Nonparametric Bayesian Approaches for Reinforcement Learning in Partially Observable Environments

The partially-observable Markov decision process (POMDP) framework has been successful in many planning domains where the agent must choose between actions that maximize immediate reward and actions that provide information about the environment. Unfortunately, POMDPs are defined by a large number of parameters that are difficult to set a priori; gathering enough training data may also be prohibitively expensive. Thus, it is most realistic to consider that an agent acting in a partially observable environment will have to do some learning, that is, determine some of the world's properties in an online manner through its interactions with the environment.

Reinforcement learning in partially observable domains is a difficult problem, however, as the agent never has access to the true state of the environment. In these situations, Bayesian approaches are useful as they help the agent make decisions based on distributions of possible environmental models (instead of just considering a single model). The priors associated with Bayesian techniques typically guide the use of the data to learn models more quickly than other approaches. Nonparametric approaches can alleviate the issues of model size by allowing the model to grow as more data is observed. Growing complexity in a data-directed fashion is particularly attractive for online settings where computational costs are an important consideration; nonparametric approaches can help the agent ignore parameters for which it has no data to model.
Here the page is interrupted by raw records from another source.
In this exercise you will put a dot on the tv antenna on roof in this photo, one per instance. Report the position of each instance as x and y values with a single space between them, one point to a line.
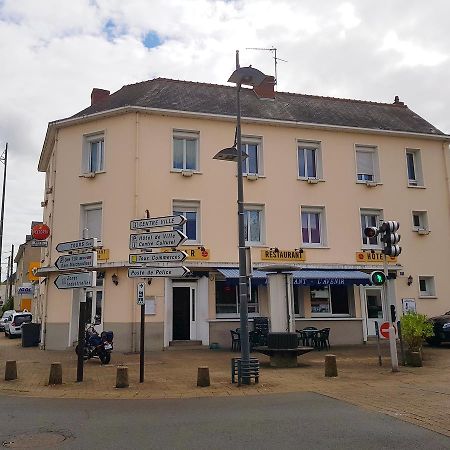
275 58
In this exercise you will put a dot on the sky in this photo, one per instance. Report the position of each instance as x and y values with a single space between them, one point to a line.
53 52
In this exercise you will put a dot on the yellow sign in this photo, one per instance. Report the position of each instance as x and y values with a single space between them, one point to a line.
375 257
196 253
283 255
103 254
31 266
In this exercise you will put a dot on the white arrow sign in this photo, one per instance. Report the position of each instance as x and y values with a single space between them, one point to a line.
140 294
147 258
76 280
157 239
82 244
150 272
77 261
167 221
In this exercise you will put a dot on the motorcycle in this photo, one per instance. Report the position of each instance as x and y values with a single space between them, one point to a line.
97 345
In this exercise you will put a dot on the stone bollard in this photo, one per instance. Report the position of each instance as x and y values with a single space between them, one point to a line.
203 377
55 376
10 371
330 366
122 377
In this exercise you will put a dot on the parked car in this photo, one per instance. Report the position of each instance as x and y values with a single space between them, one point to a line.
5 315
13 325
441 326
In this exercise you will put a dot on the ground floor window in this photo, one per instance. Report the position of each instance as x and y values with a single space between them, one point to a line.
227 299
329 300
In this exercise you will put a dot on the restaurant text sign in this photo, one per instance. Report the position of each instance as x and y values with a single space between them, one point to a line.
375 257
282 255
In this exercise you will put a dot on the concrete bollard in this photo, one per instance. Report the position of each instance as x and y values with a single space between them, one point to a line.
203 377
122 377
55 376
10 371
330 366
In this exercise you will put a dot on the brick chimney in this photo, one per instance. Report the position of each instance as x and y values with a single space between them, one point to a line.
98 94
266 88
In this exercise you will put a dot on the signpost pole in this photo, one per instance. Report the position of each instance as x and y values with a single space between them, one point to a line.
81 335
141 349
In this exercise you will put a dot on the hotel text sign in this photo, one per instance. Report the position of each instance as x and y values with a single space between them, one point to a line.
376 257
282 255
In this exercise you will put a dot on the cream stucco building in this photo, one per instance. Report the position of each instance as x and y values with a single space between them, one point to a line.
319 171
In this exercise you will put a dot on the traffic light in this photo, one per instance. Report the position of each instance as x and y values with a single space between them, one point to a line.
377 278
390 238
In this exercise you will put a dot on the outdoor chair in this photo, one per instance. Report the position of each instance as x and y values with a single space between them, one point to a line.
235 341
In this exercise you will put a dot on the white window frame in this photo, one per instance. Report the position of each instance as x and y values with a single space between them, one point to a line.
189 206
373 150
417 163
430 285
378 213
253 140
84 208
260 208
322 225
88 140
184 136
310 145
423 221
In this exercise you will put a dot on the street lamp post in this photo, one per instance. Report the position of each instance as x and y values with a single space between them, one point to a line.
251 77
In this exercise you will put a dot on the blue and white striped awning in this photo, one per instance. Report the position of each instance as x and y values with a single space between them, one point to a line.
307 277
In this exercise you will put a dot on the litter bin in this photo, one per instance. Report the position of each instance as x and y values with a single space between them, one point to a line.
31 334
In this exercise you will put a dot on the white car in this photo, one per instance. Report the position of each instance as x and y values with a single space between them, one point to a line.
13 326
5 315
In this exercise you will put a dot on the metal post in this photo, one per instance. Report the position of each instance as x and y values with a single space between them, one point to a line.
243 288
5 159
81 336
142 355
392 339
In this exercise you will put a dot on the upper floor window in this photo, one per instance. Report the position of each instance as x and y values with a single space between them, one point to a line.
309 157
370 218
253 164
414 167
253 224
313 226
185 150
94 153
191 228
367 164
91 221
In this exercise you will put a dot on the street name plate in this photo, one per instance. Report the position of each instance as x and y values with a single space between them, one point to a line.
82 244
148 258
157 239
77 261
150 272
76 280
167 221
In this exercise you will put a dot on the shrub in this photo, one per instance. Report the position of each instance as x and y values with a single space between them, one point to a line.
415 328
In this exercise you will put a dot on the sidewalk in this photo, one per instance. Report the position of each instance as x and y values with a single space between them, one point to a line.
417 395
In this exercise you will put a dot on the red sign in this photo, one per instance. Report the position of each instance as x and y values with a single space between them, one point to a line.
40 231
384 330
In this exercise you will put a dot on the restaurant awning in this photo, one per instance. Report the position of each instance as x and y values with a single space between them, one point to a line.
307 277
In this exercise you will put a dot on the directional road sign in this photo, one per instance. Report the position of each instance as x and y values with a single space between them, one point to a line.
140 294
76 280
148 258
77 261
150 272
157 239
82 244
167 221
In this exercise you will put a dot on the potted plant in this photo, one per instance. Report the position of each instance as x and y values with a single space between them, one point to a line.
415 328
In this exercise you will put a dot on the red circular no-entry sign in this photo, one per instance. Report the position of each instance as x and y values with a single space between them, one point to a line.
40 231
384 330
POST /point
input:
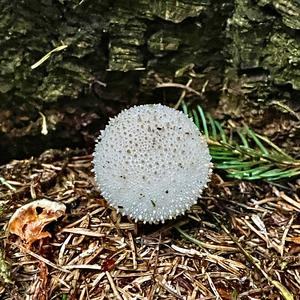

While often data-efficient, the use of Bayesian nonparametric (and often just Bayesian) approaches to reinforcement learning have seen limited use due to their high computational complexity. The contributions of this work are two-fold: First, we will develop Bayesian nonparametric models that are particularly suited for reinforcement learning applications. Second, we will develop efficient, online algorithms for using these models that will allow these models to be applied to realworld scenarios. The expected contributions are outlined below:

  • Model-based Learning with Unbounded State and Observation Representations (iPOMDP)
    • Action Selection: when should model-variance reducing actions be used? (BEB style approximations?)
    • Belief Update/Inference: fast, online methods for resampling iHMMs/HMMs
    • Active learning: when is the best time to ask for rewards, if they are not always given?
    • Can this idea extend to proposals for feature selection in more conventional planners?
  • Model-free Learning with Unbounded Policy Representations (in the planning as inference framework)
    • Adapting approach to an online setting
    • Demonstrating use on a variety of active learning (when should you ask for policy help?) and imitation learning (how can we take advantage of a few demonstrated trajectories?)
  • Limited Precision Priors for faster learning
    • Prior bias is towards low precision models, precision added as needed (compare to something like PY models for the iPOMDP, right now using a DP)
    • Developing efficient method for inference?
    • Managing the model-space exploration/exploitation trade-off (unlike with the DP based iPOMDP, these models probably won't just learn with very little prodding; however, they probably are easier to do MH over)
    • Can we leverage fast algorithms for near-deterministic POMDPs (I think this is relatively doubtful, but worth looking into… I think most of benefit for these priors will come from faster learning rates, not faster planning rates.)